The sun was pale, almost white, like a sliver of ice hidden behind clouds above Lake Pontchartrain, when Clete Purcel met me at the New Orleans airport and drove us back down I-10 toward the city.

"You really want to go to the meat locker, Streak?" he asked.

"You know another place to start?"

"It was just a question."

Morgues deny all the colors the mind wishes to associate with death. The surfaces are cool to the touch, made of aluminum and stainless steel, made even more sterile in appearance by the dull reflection of the fluorescent lighting overhead. The trough and the drains where an autopsy was just conducted are spotless; the water that wells across and cleanses the trough's bottom could have issued from a spring.

But somehow, in the mind, you hear sounds behind all those gleaming lockers, like fluids dripping, a tendon constricting, a lip that tightens into a sneer across the teeth.

The assistant wore a full-length white lab coat that looked like a nineteenth-century duster. He paused with his hand on the locker door. He had a cold and kept brushing at his nose with the back of his wrist.

"The guy's hands are bagged. Otherwise, he's like they found him," he said.

"This place is an igloo in here. Let's see it, all right?" Clete said.

The assistant looked at Clete oddly and then pulled out the drawer. Clete glanced down at Jerry Joe, let out his breath, then lifted his eyes to mine.

"When it's this bad, it usually means a tire iron or maybe a curb button.
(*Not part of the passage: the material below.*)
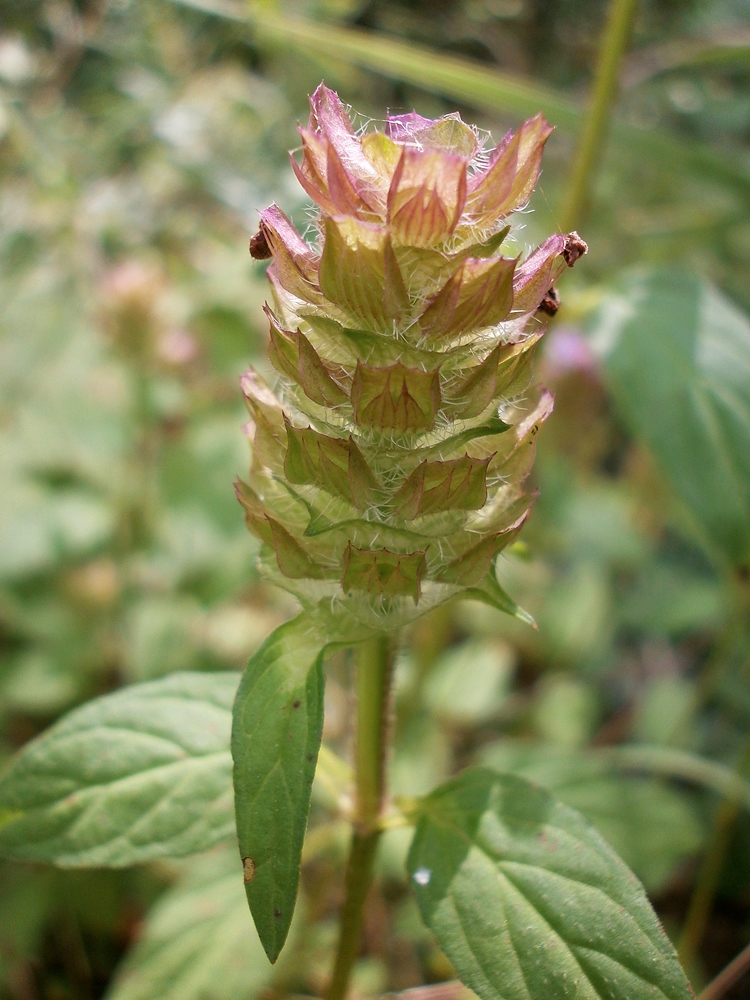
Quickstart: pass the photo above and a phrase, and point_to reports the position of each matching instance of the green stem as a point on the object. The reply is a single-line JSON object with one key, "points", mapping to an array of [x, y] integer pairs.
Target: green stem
{"points": [[606, 80], [726, 979], [709, 873], [374, 670]]}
The uniforms found him on the pavement, so it's hard to tell right now," the assistant said. "You knew the guy?"

"Yeah, he knew the guy," Clete answered.

"I was just wondering what he was doing in that neighborhood at night, that's all," the assistant said. "If a white guy's down there at night, it's usually for cooze or rock. We on the same side here?"

Most of Jerry Joe's teeth had been broken off. One of his eyes looked like a tea-stained egg. The other was no longer an eye. I lifted his left hand. It felt like a heavy piece of old fruit inside the plastic bag.

"Both of them are broken. I don't know anything about this guy, but my bet is, he went the whole fifteen before they clicked off his switch," the attendant said.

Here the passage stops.